Fase Perbaikan (Repair)
PERBAIKI lapisan saluran GI dengan menyediakan nutrisi dan herbal kunci. Berikut adalah beberapa nutrisi dan herbal yang sering digunakan untuk membantu menyembuhkan saluran GI: vitamin A, C, E, minyak ikan, L-glutamin, zinc karnosin, lidah buaya, slippery elm, mucin, chamomile, akar marshmallow, quercetin, dan ekstrak licorice deglycyrrhizinated. Nutrisi dan herbal ini memiliki sifat anti-inflamasi dan penyembuhan yang dapat membantu memperbaiki integritas lapisan usus dan mengurangi peradangan.
Fase Keseimbangan (Balance)
Temukan KESEIMBANGAN. Ini adalah waktu yang tepat untuk memastikan Anda merasakan ketenangan dalam pekerjaan dan kehidupan pribadi, memastikan Anda memiliki teknik manajemen stres, dan bahwa Anda tidur dengan baik. Rayakan semua yang telah Anda lakukan untuk membuat tubuh Anda merasa lebih baik dan hargai semua yang dilakukannya untuk Anda!
Fase keseimbangan ini mengakui hubungan penting antara kesehatan mental dan pencernaan. Stres kronis dapat memperburuk masalah pencernaan, jadi mengelola stres melalui teknik seperti meditasi, yoga, atau pernapasan dalam dapat membantu menjaga kesehatan usus. Tidur yang cukup juga penting untuk fungsi kekebalan dan pencernaan yang optimal.
Kesimpulan: Pendekatan Holistik untuk Kesehatan Pencernaan
Memahami perbedaan antara alergi makanan, sensitivitas, dan intoleransi adalah langkah pertama yang penting dalam mengelola kesehatan pencernaan Anda. Meskipun alergi makanan dapat mengancam jiwa dan memerlukan perhatian medis segera, sensitivitas dan intoleransi makanan masih dapat berdampak signifikan pada kualitas hidup dan kesehatan secara keseluruhan.
Jika Anda mencurigai bahwa Anda mungkin memiliki alergi, sensitivitas, atau intoleransi makanan, penting untuk berkonsultasi dengan profesional kesehatan yang dapat membantu Anda mendiagnosis kondisi dengan benar dan mengembangkan rencana pengelolaan yang tepat. Pendekatan holistik yang mempertimbangkan diet, gaya hidup, dan kesehatan usus secara keseluruhan dapat memberikan hasil terbaik.
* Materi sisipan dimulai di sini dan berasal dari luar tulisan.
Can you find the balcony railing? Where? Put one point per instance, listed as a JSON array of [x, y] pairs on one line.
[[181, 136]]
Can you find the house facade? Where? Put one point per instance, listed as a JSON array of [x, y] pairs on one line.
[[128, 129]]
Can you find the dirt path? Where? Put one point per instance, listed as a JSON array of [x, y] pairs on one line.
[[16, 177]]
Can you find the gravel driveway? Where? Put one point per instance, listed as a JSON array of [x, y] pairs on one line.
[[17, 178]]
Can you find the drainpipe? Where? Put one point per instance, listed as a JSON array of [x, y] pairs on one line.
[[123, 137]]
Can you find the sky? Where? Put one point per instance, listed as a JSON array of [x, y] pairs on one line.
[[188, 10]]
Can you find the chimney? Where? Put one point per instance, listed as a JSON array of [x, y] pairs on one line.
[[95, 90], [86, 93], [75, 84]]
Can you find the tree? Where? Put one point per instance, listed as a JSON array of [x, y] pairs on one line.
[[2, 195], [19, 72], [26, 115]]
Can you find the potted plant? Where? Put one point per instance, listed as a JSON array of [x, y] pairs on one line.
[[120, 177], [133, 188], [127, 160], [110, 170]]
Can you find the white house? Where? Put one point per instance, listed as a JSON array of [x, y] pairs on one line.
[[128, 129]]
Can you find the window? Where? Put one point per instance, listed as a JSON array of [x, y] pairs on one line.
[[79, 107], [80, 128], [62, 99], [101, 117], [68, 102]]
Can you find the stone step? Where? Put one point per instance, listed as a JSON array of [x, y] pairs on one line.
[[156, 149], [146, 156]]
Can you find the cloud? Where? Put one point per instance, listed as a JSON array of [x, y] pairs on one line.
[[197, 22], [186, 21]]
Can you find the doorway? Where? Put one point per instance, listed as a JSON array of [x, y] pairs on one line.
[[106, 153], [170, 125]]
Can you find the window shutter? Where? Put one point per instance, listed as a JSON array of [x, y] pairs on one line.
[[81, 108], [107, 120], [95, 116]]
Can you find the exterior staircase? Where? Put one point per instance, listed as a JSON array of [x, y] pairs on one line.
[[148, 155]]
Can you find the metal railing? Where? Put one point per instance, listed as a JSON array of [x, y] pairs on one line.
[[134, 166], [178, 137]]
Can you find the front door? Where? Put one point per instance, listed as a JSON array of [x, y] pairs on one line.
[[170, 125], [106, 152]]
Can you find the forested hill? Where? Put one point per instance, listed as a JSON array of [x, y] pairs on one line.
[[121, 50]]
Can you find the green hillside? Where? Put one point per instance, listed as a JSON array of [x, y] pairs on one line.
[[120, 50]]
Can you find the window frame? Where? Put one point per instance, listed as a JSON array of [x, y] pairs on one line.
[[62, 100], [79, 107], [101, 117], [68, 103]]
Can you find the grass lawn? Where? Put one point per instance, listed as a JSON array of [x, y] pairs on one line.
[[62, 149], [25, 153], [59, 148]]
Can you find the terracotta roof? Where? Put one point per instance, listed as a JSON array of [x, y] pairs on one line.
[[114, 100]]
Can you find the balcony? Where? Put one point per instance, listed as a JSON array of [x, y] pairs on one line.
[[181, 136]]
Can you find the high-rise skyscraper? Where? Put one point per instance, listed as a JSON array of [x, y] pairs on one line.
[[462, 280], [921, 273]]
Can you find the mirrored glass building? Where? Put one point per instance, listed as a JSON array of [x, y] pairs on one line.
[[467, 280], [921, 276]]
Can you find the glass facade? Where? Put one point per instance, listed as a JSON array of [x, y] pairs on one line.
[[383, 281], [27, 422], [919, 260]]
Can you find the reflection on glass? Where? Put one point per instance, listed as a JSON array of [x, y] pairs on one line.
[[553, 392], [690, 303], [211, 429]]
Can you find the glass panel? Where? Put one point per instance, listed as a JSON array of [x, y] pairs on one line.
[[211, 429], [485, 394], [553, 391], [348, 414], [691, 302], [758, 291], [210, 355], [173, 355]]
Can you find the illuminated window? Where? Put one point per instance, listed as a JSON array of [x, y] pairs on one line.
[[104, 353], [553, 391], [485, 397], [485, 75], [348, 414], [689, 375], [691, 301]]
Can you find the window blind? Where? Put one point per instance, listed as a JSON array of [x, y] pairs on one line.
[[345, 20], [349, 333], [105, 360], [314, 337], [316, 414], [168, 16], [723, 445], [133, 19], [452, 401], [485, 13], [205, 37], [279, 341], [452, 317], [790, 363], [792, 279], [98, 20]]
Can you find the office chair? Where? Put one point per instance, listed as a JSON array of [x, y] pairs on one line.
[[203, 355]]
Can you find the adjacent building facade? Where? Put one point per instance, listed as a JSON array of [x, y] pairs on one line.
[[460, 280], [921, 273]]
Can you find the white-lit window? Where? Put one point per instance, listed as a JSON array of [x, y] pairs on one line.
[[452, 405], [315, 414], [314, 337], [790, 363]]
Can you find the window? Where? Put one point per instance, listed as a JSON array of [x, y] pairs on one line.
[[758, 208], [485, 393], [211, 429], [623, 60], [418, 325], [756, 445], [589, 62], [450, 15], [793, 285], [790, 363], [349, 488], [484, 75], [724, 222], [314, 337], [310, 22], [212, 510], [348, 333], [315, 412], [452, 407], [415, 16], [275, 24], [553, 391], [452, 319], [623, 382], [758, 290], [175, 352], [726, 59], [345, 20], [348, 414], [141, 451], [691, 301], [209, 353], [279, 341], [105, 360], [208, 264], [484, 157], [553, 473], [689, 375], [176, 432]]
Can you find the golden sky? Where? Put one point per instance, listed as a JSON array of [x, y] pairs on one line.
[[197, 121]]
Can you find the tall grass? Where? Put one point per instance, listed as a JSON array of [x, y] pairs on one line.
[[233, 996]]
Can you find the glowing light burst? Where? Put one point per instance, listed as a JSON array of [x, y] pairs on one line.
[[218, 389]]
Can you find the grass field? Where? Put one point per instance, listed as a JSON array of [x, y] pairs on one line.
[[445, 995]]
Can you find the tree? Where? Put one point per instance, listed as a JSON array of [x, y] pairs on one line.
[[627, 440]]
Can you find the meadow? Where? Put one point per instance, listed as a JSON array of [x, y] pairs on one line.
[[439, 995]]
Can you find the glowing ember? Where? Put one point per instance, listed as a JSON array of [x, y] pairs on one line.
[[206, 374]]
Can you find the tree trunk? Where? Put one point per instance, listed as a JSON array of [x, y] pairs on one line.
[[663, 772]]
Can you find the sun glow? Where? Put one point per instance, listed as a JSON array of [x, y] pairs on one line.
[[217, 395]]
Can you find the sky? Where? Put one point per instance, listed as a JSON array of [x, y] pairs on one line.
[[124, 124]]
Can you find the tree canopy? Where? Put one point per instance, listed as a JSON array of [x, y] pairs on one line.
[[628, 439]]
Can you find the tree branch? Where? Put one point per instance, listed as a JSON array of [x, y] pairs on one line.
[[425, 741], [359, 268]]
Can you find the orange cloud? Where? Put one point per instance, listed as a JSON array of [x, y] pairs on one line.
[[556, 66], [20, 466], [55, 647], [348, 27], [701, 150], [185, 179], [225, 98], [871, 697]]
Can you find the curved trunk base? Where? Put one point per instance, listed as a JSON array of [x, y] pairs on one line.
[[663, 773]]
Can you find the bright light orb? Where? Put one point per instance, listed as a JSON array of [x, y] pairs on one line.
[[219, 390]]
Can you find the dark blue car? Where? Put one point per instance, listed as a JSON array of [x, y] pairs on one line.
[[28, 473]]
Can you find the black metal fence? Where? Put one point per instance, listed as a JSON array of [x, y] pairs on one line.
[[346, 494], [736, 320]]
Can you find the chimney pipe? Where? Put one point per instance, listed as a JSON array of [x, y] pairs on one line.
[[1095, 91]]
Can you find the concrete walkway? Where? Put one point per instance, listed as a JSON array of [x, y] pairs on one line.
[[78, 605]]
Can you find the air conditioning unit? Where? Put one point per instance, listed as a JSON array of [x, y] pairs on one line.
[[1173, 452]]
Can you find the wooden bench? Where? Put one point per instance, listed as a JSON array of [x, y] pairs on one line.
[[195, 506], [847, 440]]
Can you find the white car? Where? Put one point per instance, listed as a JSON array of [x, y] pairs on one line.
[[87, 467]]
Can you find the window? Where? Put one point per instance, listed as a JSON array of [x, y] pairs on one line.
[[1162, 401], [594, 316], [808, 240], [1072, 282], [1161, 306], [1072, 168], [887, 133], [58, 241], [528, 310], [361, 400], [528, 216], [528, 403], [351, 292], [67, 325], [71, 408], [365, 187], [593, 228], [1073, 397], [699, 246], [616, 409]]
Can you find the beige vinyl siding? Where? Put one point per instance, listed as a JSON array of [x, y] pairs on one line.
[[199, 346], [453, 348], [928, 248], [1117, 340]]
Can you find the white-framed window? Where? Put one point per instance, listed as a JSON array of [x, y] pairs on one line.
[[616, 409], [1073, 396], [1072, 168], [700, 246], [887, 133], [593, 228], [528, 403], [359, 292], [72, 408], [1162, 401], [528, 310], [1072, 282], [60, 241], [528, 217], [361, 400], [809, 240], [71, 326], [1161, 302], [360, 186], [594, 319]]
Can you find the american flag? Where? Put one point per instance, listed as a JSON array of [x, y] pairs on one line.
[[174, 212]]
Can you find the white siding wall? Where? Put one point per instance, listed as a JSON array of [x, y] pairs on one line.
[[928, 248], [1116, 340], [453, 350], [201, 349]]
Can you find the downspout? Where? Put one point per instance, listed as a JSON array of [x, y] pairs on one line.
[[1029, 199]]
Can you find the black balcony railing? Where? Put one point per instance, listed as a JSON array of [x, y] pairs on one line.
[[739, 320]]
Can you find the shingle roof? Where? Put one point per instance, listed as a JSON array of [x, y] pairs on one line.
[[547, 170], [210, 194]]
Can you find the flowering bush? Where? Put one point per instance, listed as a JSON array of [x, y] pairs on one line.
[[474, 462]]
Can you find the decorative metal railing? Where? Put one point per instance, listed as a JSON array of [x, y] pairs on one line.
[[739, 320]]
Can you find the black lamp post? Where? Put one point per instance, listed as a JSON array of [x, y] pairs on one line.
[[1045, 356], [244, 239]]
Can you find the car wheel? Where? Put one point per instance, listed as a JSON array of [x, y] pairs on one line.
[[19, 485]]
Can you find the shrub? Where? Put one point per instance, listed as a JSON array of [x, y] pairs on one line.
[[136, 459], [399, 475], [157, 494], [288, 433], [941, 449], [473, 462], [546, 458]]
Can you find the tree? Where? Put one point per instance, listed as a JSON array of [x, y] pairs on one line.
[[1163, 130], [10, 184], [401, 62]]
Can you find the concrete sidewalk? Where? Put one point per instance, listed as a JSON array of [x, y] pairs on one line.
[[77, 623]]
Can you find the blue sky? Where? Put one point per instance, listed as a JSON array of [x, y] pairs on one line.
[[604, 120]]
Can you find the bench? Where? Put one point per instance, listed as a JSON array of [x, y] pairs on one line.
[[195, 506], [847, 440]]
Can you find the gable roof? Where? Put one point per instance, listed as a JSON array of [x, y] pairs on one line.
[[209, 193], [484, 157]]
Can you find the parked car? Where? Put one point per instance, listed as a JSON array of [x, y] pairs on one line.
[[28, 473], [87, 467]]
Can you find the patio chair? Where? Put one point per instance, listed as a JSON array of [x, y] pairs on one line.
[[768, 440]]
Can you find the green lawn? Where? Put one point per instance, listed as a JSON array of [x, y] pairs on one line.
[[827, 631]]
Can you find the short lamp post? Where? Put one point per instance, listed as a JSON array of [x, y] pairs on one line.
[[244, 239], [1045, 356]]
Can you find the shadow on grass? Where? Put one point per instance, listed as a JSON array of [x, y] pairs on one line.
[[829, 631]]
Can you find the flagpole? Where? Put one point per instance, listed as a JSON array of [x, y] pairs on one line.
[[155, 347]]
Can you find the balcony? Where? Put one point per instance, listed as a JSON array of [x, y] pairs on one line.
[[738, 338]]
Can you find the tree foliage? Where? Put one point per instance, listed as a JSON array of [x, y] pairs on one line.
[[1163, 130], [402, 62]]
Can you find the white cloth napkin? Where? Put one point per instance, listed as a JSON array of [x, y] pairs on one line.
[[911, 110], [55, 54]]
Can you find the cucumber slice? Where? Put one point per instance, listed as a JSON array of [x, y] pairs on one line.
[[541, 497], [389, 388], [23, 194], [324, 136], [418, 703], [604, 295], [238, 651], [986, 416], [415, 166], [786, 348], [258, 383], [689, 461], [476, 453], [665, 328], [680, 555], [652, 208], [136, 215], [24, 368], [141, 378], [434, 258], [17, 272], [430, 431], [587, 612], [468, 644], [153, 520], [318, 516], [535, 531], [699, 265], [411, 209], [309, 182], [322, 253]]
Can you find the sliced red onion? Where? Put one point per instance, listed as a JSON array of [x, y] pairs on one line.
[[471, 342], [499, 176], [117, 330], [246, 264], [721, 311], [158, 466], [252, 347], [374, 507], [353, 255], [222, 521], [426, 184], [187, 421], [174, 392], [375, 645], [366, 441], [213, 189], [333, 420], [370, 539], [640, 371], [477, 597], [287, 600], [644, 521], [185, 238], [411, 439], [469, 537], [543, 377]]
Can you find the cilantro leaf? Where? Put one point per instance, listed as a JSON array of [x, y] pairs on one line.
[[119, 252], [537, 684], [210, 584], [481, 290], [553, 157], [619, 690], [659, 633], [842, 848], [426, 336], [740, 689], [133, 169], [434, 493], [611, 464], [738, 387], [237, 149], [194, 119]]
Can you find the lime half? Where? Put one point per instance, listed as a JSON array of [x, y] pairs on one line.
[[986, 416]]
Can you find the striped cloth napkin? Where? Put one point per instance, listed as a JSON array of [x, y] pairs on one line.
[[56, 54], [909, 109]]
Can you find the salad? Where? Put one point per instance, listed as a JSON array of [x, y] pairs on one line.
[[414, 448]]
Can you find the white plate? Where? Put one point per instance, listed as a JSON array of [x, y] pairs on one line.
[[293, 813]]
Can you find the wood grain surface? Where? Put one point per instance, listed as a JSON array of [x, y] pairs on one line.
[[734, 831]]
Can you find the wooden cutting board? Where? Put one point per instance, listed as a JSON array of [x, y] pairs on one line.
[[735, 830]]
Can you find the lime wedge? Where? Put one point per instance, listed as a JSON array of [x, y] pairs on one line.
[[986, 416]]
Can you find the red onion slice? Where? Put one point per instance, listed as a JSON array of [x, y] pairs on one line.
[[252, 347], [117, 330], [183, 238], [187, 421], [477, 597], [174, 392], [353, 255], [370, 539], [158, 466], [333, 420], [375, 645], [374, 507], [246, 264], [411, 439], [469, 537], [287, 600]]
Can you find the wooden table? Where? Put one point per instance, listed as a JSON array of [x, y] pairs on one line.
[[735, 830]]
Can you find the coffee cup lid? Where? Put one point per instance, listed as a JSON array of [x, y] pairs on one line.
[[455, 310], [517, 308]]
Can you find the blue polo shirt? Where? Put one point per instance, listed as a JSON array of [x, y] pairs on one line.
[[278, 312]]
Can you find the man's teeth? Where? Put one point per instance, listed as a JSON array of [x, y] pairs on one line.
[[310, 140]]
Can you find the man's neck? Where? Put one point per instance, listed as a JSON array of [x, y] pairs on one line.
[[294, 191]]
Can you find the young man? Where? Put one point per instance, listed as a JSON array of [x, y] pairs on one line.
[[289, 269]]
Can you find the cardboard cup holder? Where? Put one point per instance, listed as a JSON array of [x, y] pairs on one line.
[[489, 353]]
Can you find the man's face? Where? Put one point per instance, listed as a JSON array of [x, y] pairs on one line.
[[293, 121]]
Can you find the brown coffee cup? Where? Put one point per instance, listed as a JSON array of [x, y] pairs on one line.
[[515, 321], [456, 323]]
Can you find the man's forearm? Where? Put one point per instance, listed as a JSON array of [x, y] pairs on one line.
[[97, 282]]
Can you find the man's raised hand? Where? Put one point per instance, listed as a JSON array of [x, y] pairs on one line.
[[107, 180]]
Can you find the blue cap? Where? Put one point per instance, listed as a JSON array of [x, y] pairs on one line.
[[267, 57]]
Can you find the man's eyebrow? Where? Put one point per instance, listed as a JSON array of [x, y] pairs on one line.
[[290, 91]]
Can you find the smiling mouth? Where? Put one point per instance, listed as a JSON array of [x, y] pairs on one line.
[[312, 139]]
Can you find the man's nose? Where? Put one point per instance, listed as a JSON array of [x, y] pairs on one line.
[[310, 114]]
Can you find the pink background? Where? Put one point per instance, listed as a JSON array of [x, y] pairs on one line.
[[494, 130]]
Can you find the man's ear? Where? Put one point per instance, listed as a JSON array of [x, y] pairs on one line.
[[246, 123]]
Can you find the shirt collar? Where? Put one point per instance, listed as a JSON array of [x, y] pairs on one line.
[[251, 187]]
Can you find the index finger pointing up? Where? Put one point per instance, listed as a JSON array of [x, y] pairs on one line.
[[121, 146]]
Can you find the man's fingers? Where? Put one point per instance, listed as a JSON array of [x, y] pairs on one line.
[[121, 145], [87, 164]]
Ingat bahwa kesehatan dimulai dari usus, dan merawat sistem pencernaan Anda adalah investasi dalam kesehatan dan kesejahteraan jangka panjang Anda. Dengan pengetahuan, dukungan, dan strategi manajemen yang tepat, Anda dapat mengatasi tantangan yang terkait dengan masalah makanan ini dan menikmati diet yang sehat dan bervariasi yang mendukung kesehatan optimal.